Dell buyout of $24.9 bn was underpriced by 22%

A Delaware judge ruled on Tuesday that Michael Dell and Silver Lake Partners under-priced their $24.9 billion buyout of Dell by about 22 percent in 2013, Reuters reports.

Michael Dell, the founder of the PC maker, and Silver Lake Partners may have to pay tens of millions to investors who opposed the deal.

The ruling applies to about 5.5 million Dell shares. The court ruling is a victory for the specialized hedge funds that have tried to squeeze more money from mergers using a type of lawsuit known as appraisal.

The lawsuits allow investors who oppose a deal, such as the bitterly contested Dell buyout, to sue and ask a Delaware judge to determine a fair deal price.

Activist investor Carl Icahn urged Dell shareholders to vote down the deal and take their case for fair value to court. Initially appraisal was sought for about 40 million shares, but the bulk was removed for procedural reasons.

In Tuesday’s ruling, Vice Chancellor Travis Laster said fair value was $17.62 per share, not the $13.75 per share deal price.

Investors, who sought appraisal, will collect about $20.84 per share including interest.

The Dell investors presented evidence that fair value was $28.61 per share, which would have cost Michael Dell and Silver Lake hundreds of millions of dollars.
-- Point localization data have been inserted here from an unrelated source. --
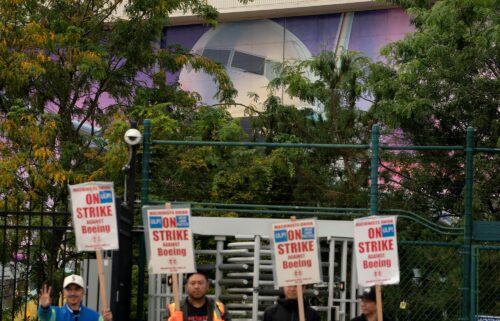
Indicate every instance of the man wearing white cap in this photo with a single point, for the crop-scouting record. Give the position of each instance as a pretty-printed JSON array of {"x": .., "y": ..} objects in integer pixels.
[{"x": 73, "y": 310}]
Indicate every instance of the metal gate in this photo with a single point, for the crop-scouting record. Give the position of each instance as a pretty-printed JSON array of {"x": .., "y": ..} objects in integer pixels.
[{"x": 238, "y": 257}]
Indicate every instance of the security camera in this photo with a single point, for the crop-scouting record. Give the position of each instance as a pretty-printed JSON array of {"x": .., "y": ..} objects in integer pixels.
[{"x": 132, "y": 137}]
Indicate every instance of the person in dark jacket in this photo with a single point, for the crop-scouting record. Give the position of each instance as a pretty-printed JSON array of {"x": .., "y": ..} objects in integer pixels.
[
  {"x": 73, "y": 310},
  {"x": 368, "y": 305},
  {"x": 287, "y": 308},
  {"x": 198, "y": 307}
]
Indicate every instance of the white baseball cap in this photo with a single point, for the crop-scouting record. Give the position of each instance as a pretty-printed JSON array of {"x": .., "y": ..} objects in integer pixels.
[{"x": 74, "y": 279}]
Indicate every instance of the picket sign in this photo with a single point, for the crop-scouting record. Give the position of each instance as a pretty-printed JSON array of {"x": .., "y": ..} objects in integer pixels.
[
  {"x": 93, "y": 211},
  {"x": 376, "y": 249},
  {"x": 296, "y": 256},
  {"x": 169, "y": 242}
]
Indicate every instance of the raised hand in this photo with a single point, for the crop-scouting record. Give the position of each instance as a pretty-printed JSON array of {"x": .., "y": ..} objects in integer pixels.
[
  {"x": 45, "y": 298},
  {"x": 107, "y": 315}
]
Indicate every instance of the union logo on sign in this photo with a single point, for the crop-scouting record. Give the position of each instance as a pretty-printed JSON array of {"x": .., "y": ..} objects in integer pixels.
[
  {"x": 106, "y": 196},
  {"x": 388, "y": 230}
]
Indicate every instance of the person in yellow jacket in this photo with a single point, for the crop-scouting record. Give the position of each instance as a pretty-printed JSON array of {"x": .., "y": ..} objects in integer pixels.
[{"x": 198, "y": 307}]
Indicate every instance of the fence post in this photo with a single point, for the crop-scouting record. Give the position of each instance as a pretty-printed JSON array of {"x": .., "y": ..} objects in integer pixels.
[
  {"x": 469, "y": 174},
  {"x": 144, "y": 201},
  {"x": 374, "y": 170}
]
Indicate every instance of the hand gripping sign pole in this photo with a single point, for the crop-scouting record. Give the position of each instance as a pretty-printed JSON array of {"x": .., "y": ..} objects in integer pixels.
[
  {"x": 376, "y": 249},
  {"x": 94, "y": 221},
  {"x": 300, "y": 292},
  {"x": 378, "y": 296},
  {"x": 175, "y": 279},
  {"x": 102, "y": 281},
  {"x": 296, "y": 256}
]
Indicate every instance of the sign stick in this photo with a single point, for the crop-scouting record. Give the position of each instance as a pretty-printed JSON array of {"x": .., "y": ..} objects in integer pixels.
[
  {"x": 300, "y": 293},
  {"x": 378, "y": 295},
  {"x": 175, "y": 289},
  {"x": 102, "y": 281},
  {"x": 175, "y": 279}
]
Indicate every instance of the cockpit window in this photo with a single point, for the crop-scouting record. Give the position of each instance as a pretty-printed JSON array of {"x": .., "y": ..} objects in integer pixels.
[
  {"x": 219, "y": 55},
  {"x": 248, "y": 62}
]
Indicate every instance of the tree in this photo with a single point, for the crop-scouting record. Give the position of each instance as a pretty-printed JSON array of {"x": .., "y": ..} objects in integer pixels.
[
  {"x": 437, "y": 82},
  {"x": 69, "y": 72}
]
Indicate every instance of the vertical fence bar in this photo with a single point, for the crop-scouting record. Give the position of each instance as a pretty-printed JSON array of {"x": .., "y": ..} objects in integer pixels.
[
  {"x": 3, "y": 261},
  {"x": 15, "y": 251},
  {"x": 474, "y": 279},
  {"x": 331, "y": 276},
  {"x": 374, "y": 170},
  {"x": 469, "y": 174},
  {"x": 256, "y": 279},
  {"x": 144, "y": 201}
]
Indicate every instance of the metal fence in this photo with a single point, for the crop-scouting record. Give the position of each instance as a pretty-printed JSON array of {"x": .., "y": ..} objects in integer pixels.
[{"x": 439, "y": 280}]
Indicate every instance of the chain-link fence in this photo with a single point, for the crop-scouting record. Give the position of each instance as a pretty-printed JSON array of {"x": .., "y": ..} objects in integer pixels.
[
  {"x": 431, "y": 277},
  {"x": 35, "y": 247}
]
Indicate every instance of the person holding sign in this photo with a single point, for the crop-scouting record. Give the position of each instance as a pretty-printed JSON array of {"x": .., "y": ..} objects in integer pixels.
[
  {"x": 287, "y": 308},
  {"x": 73, "y": 310},
  {"x": 198, "y": 307},
  {"x": 369, "y": 306}
]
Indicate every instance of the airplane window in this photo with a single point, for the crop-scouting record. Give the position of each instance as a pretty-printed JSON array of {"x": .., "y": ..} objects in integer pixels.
[
  {"x": 270, "y": 72},
  {"x": 248, "y": 63},
  {"x": 219, "y": 55}
]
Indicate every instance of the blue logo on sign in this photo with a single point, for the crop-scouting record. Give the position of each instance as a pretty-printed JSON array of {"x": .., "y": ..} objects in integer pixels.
[
  {"x": 155, "y": 222},
  {"x": 182, "y": 221},
  {"x": 308, "y": 233},
  {"x": 106, "y": 196},
  {"x": 487, "y": 318},
  {"x": 387, "y": 230},
  {"x": 280, "y": 236}
]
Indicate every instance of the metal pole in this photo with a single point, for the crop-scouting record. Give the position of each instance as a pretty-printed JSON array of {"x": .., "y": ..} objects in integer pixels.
[
  {"x": 144, "y": 201},
  {"x": 374, "y": 170},
  {"x": 219, "y": 259},
  {"x": 469, "y": 174},
  {"x": 256, "y": 278},
  {"x": 331, "y": 277}
]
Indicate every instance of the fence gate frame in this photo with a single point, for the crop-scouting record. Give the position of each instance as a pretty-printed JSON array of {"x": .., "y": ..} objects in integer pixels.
[{"x": 374, "y": 147}]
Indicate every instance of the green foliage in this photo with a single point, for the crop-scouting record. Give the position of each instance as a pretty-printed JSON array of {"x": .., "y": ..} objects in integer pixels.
[{"x": 437, "y": 82}]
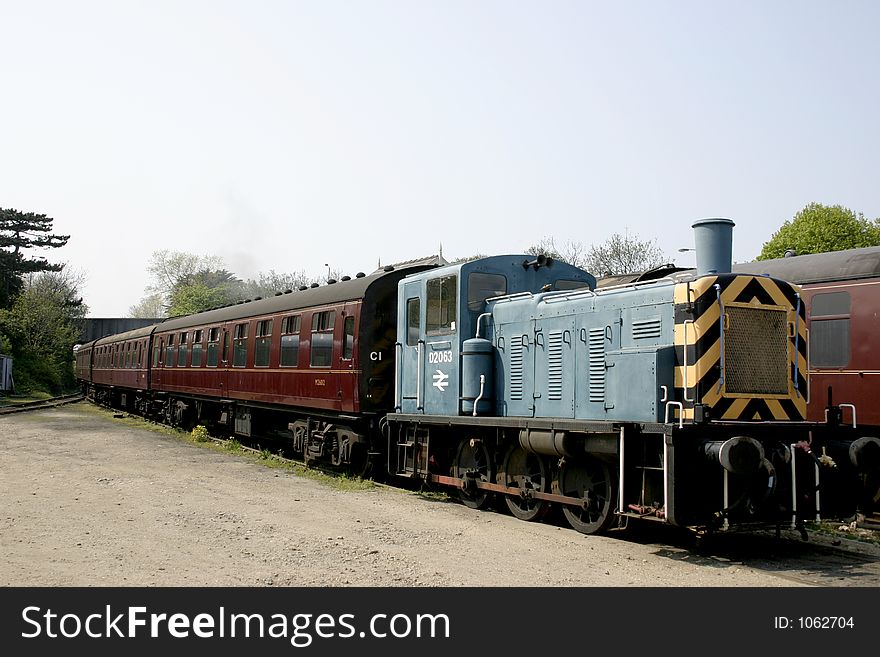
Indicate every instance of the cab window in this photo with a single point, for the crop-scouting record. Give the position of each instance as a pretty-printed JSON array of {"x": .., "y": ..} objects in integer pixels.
[{"x": 441, "y": 306}]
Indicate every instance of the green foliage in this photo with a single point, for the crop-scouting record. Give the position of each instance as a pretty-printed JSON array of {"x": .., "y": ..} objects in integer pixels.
[
  {"x": 41, "y": 327},
  {"x": 189, "y": 298},
  {"x": 20, "y": 231},
  {"x": 820, "y": 228}
]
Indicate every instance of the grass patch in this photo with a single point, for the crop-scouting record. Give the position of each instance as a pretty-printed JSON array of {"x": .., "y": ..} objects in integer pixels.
[
  {"x": 199, "y": 437},
  {"x": 845, "y": 530}
]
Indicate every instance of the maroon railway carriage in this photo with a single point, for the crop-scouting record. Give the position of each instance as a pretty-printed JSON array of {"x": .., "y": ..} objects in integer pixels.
[
  {"x": 316, "y": 364},
  {"x": 82, "y": 368},
  {"x": 116, "y": 367},
  {"x": 841, "y": 291}
]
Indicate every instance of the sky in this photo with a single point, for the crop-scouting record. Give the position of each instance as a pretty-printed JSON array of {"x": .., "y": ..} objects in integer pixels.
[{"x": 290, "y": 135}]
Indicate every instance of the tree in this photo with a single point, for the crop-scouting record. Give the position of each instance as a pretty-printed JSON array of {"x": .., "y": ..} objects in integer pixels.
[
  {"x": 20, "y": 231},
  {"x": 623, "y": 254},
  {"x": 820, "y": 228},
  {"x": 168, "y": 268},
  {"x": 42, "y": 325},
  {"x": 574, "y": 253},
  {"x": 267, "y": 284},
  {"x": 196, "y": 297},
  {"x": 171, "y": 272},
  {"x": 151, "y": 306}
]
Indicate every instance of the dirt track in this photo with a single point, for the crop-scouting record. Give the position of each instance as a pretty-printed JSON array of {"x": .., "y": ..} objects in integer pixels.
[{"x": 89, "y": 500}]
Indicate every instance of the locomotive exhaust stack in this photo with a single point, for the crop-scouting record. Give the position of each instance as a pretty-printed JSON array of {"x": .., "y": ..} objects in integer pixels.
[{"x": 713, "y": 239}]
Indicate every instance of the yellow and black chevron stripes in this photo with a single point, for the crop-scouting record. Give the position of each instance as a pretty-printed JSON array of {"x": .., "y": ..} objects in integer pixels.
[{"x": 777, "y": 357}]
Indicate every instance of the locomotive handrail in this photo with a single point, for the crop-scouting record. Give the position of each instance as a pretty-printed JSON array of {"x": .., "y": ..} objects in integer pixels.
[
  {"x": 509, "y": 297},
  {"x": 621, "y": 286},
  {"x": 680, "y": 413},
  {"x": 479, "y": 319},
  {"x": 721, "y": 323},
  {"x": 808, "y": 365},
  {"x": 797, "y": 314},
  {"x": 480, "y": 396},
  {"x": 420, "y": 373},
  {"x": 852, "y": 406},
  {"x": 684, "y": 328},
  {"x": 566, "y": 295}
]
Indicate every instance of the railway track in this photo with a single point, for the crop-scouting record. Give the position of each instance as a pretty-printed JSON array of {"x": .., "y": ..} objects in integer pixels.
[{"x": 52, "y": 402}]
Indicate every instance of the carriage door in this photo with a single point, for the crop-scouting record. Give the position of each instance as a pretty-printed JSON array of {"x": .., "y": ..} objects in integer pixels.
[
  {"x": 223, "y": 370},
  {"x": 346, "y": 379},
  {"x": 411, "y": 348}
]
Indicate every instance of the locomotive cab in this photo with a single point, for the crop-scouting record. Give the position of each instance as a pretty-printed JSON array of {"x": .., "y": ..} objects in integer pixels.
[{"x": 439, "y": 314}]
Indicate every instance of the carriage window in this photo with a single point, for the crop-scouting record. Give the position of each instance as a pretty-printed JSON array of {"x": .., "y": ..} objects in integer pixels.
[
  {"x": 181, "y": 351},
  {"x": 196, "y": 357},
  {"x": 322, "y": 338},
  {"x": 290, "y": 341},
  {"x": 264, "y": 342},
  {"x": 441, "y": 305},
  {"x": 239, "y": 349},
  {"x": 570, "y": 285},
  {"x": 483, "y": 286},
  {"x": 829, "y": 330},
  {"x": 213, "y": 347},
  {"x": 170, "y": 352},
  {"x": 348, "y": 346},
  {"x": 413, "y": 309}
]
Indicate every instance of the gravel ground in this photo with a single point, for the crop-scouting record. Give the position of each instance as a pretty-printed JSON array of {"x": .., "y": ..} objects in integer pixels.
[{"x": 89, "y": 500}]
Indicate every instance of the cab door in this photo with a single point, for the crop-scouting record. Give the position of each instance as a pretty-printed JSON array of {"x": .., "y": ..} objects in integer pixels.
[
  {"x": 348, "y": 371},
  {"x": 411, "y": 350}
]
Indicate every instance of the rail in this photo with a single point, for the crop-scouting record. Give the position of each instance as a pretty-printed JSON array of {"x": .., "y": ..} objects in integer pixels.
[{"x": 52, "y": 402}]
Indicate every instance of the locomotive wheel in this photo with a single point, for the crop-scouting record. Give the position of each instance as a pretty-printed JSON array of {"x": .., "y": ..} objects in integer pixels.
[
  {"x": 473, "y": 463},
  {"x": 591, "y": 481},
  {"x": 528, "y": 472}
]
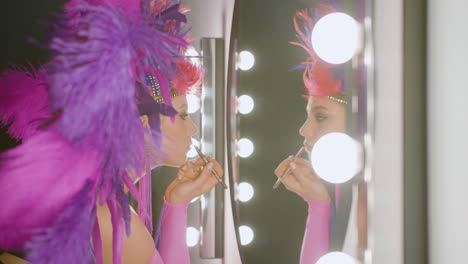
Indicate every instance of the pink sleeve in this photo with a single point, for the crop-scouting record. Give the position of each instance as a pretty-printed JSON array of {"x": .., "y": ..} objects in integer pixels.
[
  {"x": 316, "y": 235},
  {"x": 173, "y": 246}
]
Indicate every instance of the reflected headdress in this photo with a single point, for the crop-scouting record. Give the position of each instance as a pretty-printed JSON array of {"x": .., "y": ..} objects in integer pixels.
[
  {"x": 321, "y": 79},
  {"x": 99, "y": 55}
]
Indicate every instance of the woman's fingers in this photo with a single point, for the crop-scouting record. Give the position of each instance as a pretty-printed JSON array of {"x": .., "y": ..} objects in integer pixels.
[
  {"x": 281, "y": 169},
  {"x": 204, "y": 175},
  {"x": 216, "y": 166}
]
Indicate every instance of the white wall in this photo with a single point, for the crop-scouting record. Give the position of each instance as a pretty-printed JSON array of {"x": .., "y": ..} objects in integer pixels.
[
  {"x": 386, "y": 192},
  {"x": 448, "y": 131}
]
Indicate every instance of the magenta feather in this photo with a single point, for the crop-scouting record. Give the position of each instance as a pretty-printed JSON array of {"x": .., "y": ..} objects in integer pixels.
[
  {"x": 23, "y": 101},
  {"x": 38, "y": 178},
  {"x": 68, "y": 239}
]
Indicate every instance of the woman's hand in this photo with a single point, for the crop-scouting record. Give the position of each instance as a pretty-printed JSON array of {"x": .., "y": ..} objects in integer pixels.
[
  {"x": 193, "y": 180},
  {"x": 302, "y": 180},
  {"x": 145, "y": 121}
]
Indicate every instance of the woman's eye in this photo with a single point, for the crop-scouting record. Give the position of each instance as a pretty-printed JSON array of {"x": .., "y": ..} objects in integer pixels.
[
  {"x": 184, "y": 116},
  {"x": 320, "y": 117}
]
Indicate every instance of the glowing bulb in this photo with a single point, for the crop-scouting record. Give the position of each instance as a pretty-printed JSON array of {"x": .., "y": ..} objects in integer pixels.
[
  {"x": 193, "y": 103},
  {"x": 245, "y": 147},
  {"x": 246, "y": 60},
  {"x": 192, "y": 152},
  {"x": 246, "y": 235},
  {"x": 245, "y": 191},
  {"x": 336, "y": 38},
  {"x": 336, "y": 157},
  {"x": 193, "y": 55},
  {"x": 336, "y": 258},
  {"x": 193, "y": 236},
  {"x": 245, "y": 104}
]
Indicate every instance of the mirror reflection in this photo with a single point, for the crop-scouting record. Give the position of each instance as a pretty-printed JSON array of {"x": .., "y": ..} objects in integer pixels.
[
  {"x": 123, "y": 112},
  {"x": 307, "y": 127}
]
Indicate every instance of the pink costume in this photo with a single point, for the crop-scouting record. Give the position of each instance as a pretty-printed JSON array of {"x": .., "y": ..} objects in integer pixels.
[
  {"x": 173, "y": 246},
  {"x": 79, "y": 120},
  {"x": 320, "y": 81},
  {"x": 316, "y": 237}
]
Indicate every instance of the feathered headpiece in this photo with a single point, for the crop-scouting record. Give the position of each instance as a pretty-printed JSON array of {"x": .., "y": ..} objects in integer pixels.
[
  {"x": 319, "y": 77},
  {"x": 98, "y": 58}
]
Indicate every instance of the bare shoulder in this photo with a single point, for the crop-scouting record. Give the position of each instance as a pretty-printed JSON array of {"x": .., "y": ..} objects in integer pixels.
[
  {"x": 11, "y": 259},
  {"x": 138, "y": 247}
]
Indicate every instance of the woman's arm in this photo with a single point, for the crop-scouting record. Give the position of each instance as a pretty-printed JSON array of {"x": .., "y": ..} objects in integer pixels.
[
  {"x": 190, "y": 183},
  {"x": 302, "y": 180},
  {"x": 316, "y": 235},
  {"x": 173, "y": 246}
]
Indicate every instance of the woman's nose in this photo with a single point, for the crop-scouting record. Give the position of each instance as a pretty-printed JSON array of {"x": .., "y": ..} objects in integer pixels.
[
  {"x": 192, "y": 129},
  {"x": 303, "y": 131}
]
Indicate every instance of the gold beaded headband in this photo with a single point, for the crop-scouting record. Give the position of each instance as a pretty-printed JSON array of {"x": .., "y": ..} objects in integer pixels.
[
  {"x": 156, "y": 89},
  {"x": 336, "y": 99}
]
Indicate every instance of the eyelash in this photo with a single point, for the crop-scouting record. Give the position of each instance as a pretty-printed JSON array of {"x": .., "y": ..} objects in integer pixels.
[{"x": 183, "y": 116}]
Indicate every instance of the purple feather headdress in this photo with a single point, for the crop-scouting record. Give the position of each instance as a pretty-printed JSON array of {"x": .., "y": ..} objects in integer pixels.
[{"x": 24, "y": 104}]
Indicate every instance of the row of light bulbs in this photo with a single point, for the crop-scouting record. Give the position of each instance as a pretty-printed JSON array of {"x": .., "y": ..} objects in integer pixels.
[{"x": 336, "y": 39}]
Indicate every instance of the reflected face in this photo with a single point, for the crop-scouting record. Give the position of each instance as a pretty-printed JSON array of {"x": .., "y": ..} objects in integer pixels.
[
  {"x": 323, "y": 116},
  {"x": 178, "y": 134}
]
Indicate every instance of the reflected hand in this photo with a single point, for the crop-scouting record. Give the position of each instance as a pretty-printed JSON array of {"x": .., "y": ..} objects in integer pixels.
[
  {"x": 302, "y": 180},
  {"x": 145, "y": 121},
  {"x": 193, "y": 180}
]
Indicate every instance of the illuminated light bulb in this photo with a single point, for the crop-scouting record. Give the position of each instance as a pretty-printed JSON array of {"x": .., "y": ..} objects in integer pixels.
[
  {"x": 336, "y": 258},
  {"x": 193, "y": 236},
  {"x": 193, "y": 55},
  {"x": 336, "y": 157},
  {"x": 336, "y": 38},
  {"x": 245, "y": 104},
  {"x": 246, "y": 235},
  {"x": 245, "y": 191},
  {"x": 192, "y": 153},
  {"x": 193, "y": 103},
  {"x": 246, "y": 60},
  {"x": 245, "y": 148}
]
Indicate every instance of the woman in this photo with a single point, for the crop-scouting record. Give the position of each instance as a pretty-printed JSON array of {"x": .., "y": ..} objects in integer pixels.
[
  {"x": 326, "y": 112},
  {"x": 94, "y": 141}
]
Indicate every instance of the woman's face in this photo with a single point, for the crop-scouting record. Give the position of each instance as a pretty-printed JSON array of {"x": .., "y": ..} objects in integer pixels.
[
  {"x": 177, "y": 134},
  {"x": 323, "y": 116}
]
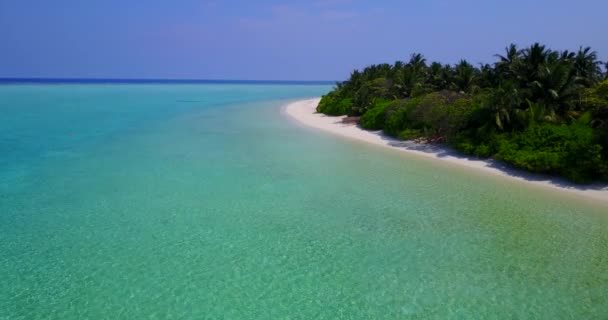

The buyers contended that fair value was $12.68.

Michael Dell and Silver Lake Partners can appeal against the Tuesday’s ruling.

Laster said the Dell buyout took advantage of a dip in the company’s stock price and its board never determined the intrinsic value before negotiating.

“The original merger consideration was dictated by what a financial sponsor could pay and still generate outsized returns,” wrote Laster.

The judge dedicated much of the opinion to explaining why deal price was not a fair value indicator, particularly in a management-led buyout.

The added cost to the buyers from Tuesday’s ruling is about $36 million.

About 3.9 million appraised shares were held by affiliates of Magnetar Capital.

One of the biggest losers from the Dell case may be T Rowe Price, one of the few mutual fund managers to test the appraisal strategy.

T Rowe Price stood to collect around $190 million if its Dell stock had been appraised. Laster also ruled on Tuesday the fund manager was not entitled to interest on its shares.